Adolph Friedrich Johann Riedel (1809 in Biendorf – 1872 in Berlin) was a German (Prussian) antiquarian, industrialist and politician, author of Codex diplomaticus Brandenburgensis, a collection of primary documents on the history of the Margraviate of Brandenburg, in 36 volumes.

Riedel studied theology and philology at the University of Berlin, where he served as assistant professor from 1832. He was naturalized as a Prussian citizen in 1833 and was employed in the state archive. He was promoted to Hofrat in 1836 and to Geheimer Archivrat in 1842, from which time he was also professor for political science at Berlin University. In 1837, he co-founded the Historical Society of Brandenburg (Vereins für Geschichte der Mark Brandenburg). In 1851 he was admitted as a member of the Prussian Academy of Sciences, and from 1868 he was official historiographer for Brandenburg.

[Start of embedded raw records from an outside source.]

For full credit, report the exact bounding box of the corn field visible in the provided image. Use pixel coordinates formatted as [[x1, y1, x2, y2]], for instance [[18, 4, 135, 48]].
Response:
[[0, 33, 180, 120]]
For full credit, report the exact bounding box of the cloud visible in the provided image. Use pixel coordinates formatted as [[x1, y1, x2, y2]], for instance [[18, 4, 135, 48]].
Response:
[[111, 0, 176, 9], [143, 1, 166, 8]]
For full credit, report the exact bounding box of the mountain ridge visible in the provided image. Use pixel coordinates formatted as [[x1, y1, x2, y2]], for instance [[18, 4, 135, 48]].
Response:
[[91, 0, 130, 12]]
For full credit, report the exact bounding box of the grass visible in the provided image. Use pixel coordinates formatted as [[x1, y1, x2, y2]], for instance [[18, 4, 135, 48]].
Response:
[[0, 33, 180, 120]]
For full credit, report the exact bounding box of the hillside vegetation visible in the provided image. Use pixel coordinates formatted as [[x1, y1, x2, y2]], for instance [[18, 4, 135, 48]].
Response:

He was also member of the directorate of the Berlin–Wrocław and Berlin-Anhalt railway companies, and member of the directorate of the Sugar beet industry. In 1848, he was a member of the Prussian National Assembly for Niederbarnim, and in 1850 member of the Erfurt parliament,
and between 1849 and 1855 and again between 1859 and 1861 member of the Prussian House of Representatives, first for the right-wing faction of Graf von Arnim-Boitzenburg, later for the left-wing faction of Karl Freiherr von Vincke.